Thursday, December 25, 2025

Big Tech’s AI power needs left a Jerry Jones-backed Texas gas giant sitting on the ‘holy grail’ of supply

The AI boom has spiked energy demand, and as Big Tech firms and data center developers have scrounged for power, the fastest way to meet that demand has been with natural gas.

In Texas, natural gas producer Comstock Resources (CRK) is sitting on what it calls the “holy grail” of gas-rich land, company executives said during the most recent earnings call.

The key to success for the company — whose largest shareholder is Dallas Cowboys owner Jerry Jones — is a portfolio of land, acquired in 2019, throughout the far western area of the Haynesville Shale Basin in eastern Texas.

The region has become the most exciting frontier shale patch in Texas — and one of the most promising in the country — for exploration and production companies willing to take the risk on “wildcatting,” or drilling new wells in untested land.

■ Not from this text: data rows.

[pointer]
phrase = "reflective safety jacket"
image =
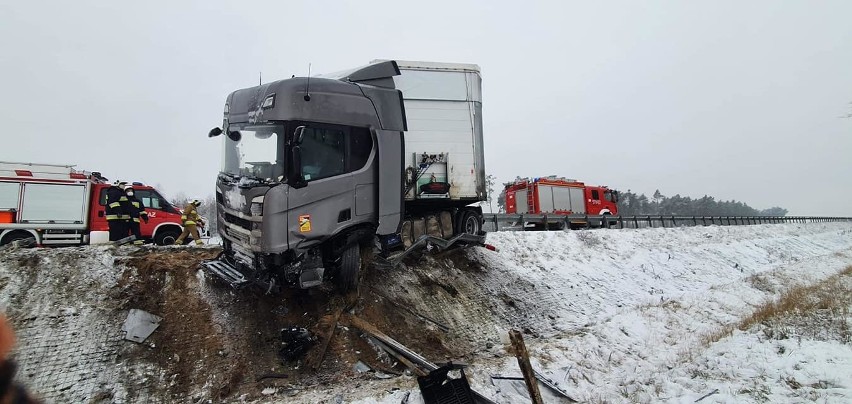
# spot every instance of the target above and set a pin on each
(190, 214)
(117, 204)
(137, 209)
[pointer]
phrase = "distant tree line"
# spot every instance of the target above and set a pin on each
(631, 204)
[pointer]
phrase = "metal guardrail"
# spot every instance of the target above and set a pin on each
(520, 222)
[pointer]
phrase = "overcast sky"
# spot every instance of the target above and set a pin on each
(737, 100)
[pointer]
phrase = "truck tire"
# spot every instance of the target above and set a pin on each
(166, 237)
(350, 267)
(470, 222)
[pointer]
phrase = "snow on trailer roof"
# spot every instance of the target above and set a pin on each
(419, 65)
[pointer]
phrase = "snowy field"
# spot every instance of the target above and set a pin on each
(646, 315)
(631, 312)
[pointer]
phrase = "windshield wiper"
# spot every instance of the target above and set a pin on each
(227, 177)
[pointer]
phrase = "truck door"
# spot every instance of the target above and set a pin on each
(337, 165)
(594, 200)
(159, 211)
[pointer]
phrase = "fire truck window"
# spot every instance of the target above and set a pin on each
(9, 195)
(361, 144)
(323, 153)
(148, 199)
(610, 196)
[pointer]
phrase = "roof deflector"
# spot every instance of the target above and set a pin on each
(376, 71)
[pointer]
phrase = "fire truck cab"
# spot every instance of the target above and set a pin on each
(560, 196)
(57, 205)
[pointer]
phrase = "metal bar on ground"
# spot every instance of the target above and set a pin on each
(414, 357)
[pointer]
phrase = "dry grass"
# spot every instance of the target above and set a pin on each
(832, 295)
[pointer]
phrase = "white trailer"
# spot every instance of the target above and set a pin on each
(444, 142)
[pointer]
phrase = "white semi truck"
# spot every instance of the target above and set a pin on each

Comstock is far and away the leader, thanks to a prescient acquisition and an aggressive approach to drilling. The company, sitting on a massive amount of natural gas in the Western Haynesville, is poised to heavily benefit from the skyrocketing demand for power from data center developers hungry for land and power.

“One hundred miles from Dallas and the same distance from Houston and really close to the [liquid natural gas] LNG corridor, you’re perfectly situated for both AI, data centers and LNG, so you couldn’t be in a better area,” Comstock COO Daniel Harrison said on the company’s third quarter earnings call.

Comstock, headquartered in Frisco, Texas, has long drilled for natural gas throughout the Haynesville area, one of the most prolific natural gas plays in the country, according to the Energy Information Agency.

But in 2019, Comstock bought the natural gas exploration and production (E&P) company Covey Park Energy in an acquisition valued at $2.2 billion. Jones, who took a controlling stake in Comstock the year before, contributed $475 million to the Covey Park deal. According to the Wall Street Journal, Jones has invested $1 billion in Comstock altogether.

The main focus of the acquisition was a swath of land tacked on to Comstock’s primary legacy Haynesville acreage. But the deal also added a few small bits of land north of Houston, farther west than Comstock’s activity had been concentrated.

Dallas Cowboys owner Jerry Jones, right, talks with Denver Broncos owners Greg Penner and Carrie Walton Penner before an NFL football game Sunday, Oct. 26, 2025, in Denver. (AP Photo/Jack Dempsey)
Dallas Cowboys owner Jerry Jones, right, talks with Denver Broncos owners Greg Penner and Carrie Walton Penner before an NFL football game on Oct. 26 in Denver. (AP Photo/Jack Dempsey) · ASSOCIATED PRESS

The Western Haynesville region wasn’t unexplored. An E&P called Ovinitiv (OVV), previously Encana, had drilled throughout the land in the early to mid-2010s, but conditions were tough.

The gas-producing rock is located some 14,000 to 19,000 feet below the surface, according to public comments from Comstock executives — an extraordinary depth even by gas drilling standards. The pressure that far beneath the Earth’s surface is extreme.